Most cases of tick-related illness involve people who have stayed at a cabin or vacation home. When visiting a cabin, or for people who live in wooded areas, follow these precautions to avoid ticks:
- Inspect your cabin on a regular basis for signs of rodent and other animal activity –animals are a source of blood for ticks.
- Eliminate rodent nesting areas from your cabin.
- Use food and waste-handling practices that eliminate food sources for rodents.
- Rodent-proof your cabin as follows:
- Seal all holes in foundation and walls.
- Place heavy gauge metal screens on windows, vents, and other openings to prevent entry of rodents.
- Place an 18" perimeter border of gravel around the cabin. This can help prevent the movement of rodents and ticks into the cabin.
- Rodents (mice) can also be a source of hanta virus; elimination of their nesting and food sources is important for this reason as well. Take care when cleaning rodent droppings. Read Tick Tips and Tick Borne Relapsing Fever flyers for more information. Hanta virus risk reducing cleaning tips /media/documents/Health_Topics/LE-Hantavirus.pdf
What should you do if you are bitten?
- Early symptoms of most tick-borne diseases mimic the "flu" with fever, headaches, tiredness, and muscle pain.

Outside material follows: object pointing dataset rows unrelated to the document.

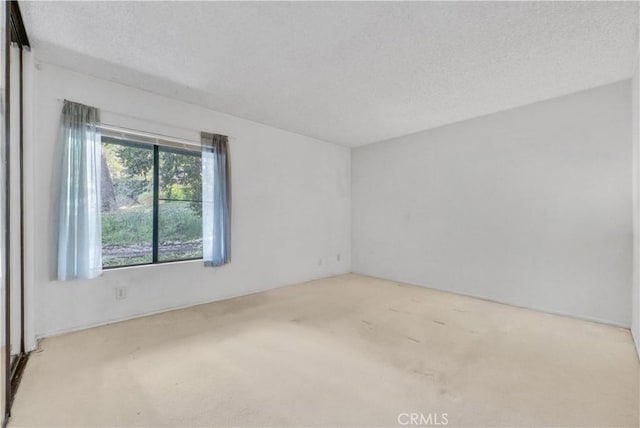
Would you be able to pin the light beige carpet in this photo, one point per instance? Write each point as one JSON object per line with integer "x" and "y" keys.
{"x": 343, "y": 351}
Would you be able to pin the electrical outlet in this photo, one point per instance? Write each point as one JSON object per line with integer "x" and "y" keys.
{"x": 121, "y": 293}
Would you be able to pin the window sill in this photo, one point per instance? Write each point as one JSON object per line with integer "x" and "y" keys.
{"x": 150, "y": 265}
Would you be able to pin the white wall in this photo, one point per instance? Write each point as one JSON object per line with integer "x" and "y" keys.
{"x": 635, "y": 141}
{"x": 291, "y": 207}
{"x": 529, "y": 206}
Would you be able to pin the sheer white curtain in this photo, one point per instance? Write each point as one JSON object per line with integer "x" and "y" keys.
{"x": 216, "y": 200}
{"x": 80, "y": 229}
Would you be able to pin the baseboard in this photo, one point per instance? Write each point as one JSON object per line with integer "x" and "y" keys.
{"x": 502, "y": 302}
{"x": 172, "y": 308}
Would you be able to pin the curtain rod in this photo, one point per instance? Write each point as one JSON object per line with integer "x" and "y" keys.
{"x": 145, "y": 134}
{"x": 149, "y": 135}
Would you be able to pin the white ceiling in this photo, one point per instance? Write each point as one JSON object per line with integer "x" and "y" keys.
{"x": 349, "y": 73}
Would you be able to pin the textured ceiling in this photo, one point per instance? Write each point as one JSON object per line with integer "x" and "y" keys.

- If you find a tick attached to your skin, promptly remove it. Grasp the tick using tweezers as close to the skin as possible. With a steady motion, pull the tick straight out. Do not twist or jerk. If tweezers are not available, grasp the tick with a piece of tissue. Wash your hands and apply antiseptic to the bite.
- Occasionally, mouthparts of the tick stay attached to your skin. The mouthparts will not cause disease. If this happens, consult with your physician about their removal.
- Don't use old remedies such as a matches or Vaseline to remove the tick- this can actually increase the likelihood of disease transmission.
- Monitor the bite and be alert for early symptoms of tick-borne disease particularly "flu-like" symptoms or rash over the next month or so. If you develop symptoms, contact your physician.